Tom Price, the new chairman of the House Budget Committee, has just released the GOP budget blueprint for the years ahead this week. This will have a big impact on how the government spends more than 20 percent of our economy, and where the revenues will come from to fund this behemoth operation.
I got an advance copy of budget Monday night. My sneak preview finds it packs a conservative punch. It is a pro-growth, pro-fiscal discipline game plan that would put the nation on a path to a balanced budget and stay true to the Republican principles that won them majorities in the House and Senate in the first place.
Mr. Price tells me: “My budget stays faithful to the budget caps. We repeal ObamaCare. We eliminate hundreds of programs. We make room for tax reform. And we block grant many of the welfare programs back to the states.” The goal here, the Georgia Republican says, “is faster economic growth and more spending discipline. That is what our party should stand for.”
Mr. Price has it right. One of the greatest long-term threats to our nation’s security is our out-of-control economy — our massive $4 trillion budget and the $18 trillion national debt that keeps growing by nearly $1 trillion a year.
It’s pretty much the antithesis of the Obama budget that was released last month. President Obama wants to grow the government by $500 billion through 2017 and raise tax rates across the board on workers, investors and employers to pay for it. Mr. Price doesn’t run from that fight. He ?tells the White House, in effect: Bring it on. Just three months ago voters went to the polls and flat out rejected the Obama-Pelosi-Reid vision of income redistribution and government expansionism in Washington.
But the highest hurdle Mr. Price must clear may not be the liberal Democrats – but the spenders in his own party. Appropriators want to eliminate the 2011 Budget and Control Act spending caps and sequester cuts. These caps have been an effective electric fence around the Obama spending ambitions of late. Thanks to the caps, spending is lower today than it was in 2011. This is the first time that has happened since the 1950s.

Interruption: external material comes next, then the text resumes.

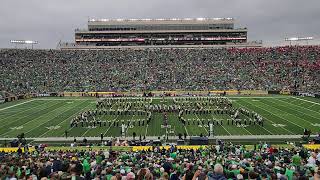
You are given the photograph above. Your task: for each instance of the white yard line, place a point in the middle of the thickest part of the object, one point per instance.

Holding the sequester is essential to keeping the budget under control. Before the sequester, federal expenditures from 2007-11 exploded by $874 billion, a one-third blowout rise in spending. But with the sequester in place, federal outlays have fallen by $168 billion – a 16 percent decline relative to inflation.

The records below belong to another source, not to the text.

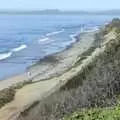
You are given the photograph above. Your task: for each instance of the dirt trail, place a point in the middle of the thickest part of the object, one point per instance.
(33, 92)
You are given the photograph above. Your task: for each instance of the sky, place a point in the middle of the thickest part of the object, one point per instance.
(59, 4)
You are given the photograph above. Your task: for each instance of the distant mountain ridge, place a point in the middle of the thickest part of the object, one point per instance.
(56, 11)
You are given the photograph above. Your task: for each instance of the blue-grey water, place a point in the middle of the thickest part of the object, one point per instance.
(24, 39)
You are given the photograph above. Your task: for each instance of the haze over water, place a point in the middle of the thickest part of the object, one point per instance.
(24, 39)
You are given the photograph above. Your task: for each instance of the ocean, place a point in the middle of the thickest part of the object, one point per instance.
(25, 39)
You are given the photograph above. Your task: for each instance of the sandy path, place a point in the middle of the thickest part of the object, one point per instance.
(33, 92)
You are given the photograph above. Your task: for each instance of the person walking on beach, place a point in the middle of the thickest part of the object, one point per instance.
(29, 74)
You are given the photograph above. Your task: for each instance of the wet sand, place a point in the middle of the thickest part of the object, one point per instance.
(47, 75)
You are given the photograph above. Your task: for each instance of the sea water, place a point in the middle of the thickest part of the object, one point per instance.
(24, 39)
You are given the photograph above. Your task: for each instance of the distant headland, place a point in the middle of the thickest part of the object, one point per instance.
(57, 11)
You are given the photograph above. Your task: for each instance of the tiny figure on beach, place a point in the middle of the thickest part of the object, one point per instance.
(29, 74)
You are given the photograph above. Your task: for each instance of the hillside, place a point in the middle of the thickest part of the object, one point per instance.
(94, 91)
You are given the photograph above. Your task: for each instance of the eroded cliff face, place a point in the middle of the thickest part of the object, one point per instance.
(96, 84)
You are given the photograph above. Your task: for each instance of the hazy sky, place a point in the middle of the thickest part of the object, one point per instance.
(60, 4)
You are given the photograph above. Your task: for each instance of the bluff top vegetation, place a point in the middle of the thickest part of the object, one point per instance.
(94, 92)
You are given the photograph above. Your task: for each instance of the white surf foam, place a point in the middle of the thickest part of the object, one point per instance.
(72, 36)
(5, 55)
(19, 48)
(55, 33)
(43, 39)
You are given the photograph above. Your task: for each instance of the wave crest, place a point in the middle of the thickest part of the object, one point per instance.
(19, 48)
(5, 55)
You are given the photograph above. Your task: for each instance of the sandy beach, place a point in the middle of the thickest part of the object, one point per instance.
(46, 77)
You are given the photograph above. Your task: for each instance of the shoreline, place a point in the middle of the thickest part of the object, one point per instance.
(76, 37)
(52, 72)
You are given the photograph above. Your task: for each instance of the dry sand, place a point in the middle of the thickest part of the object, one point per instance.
(55, 68)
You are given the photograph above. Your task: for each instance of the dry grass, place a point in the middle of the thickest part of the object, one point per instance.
(97, 85)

To some Republicans that’s too much of a good thing. They want to return to the days of that old hit song, “Let’s Twist again, like we did last summer.” But in their case it’s a new version, “Come on let’s spend again, like we did last summer…”
Mac Thornberry (R-Texas), chairman of the House Armed Services Committee, wrote last week in the Wall Street Journal that “the country cannot meet its national security responsibility within the caps on defense spending imposed by the 2011 Budget Control Act (BCA) and sequestration.”
What he didn’t say was that during the six full remaining years subject to the BCA caps (2016-2021), baseline defense spending is permitted to rise every year, and by $68 billion over the period – a 13-percent increase.
Only inside Washington is that considered a cut.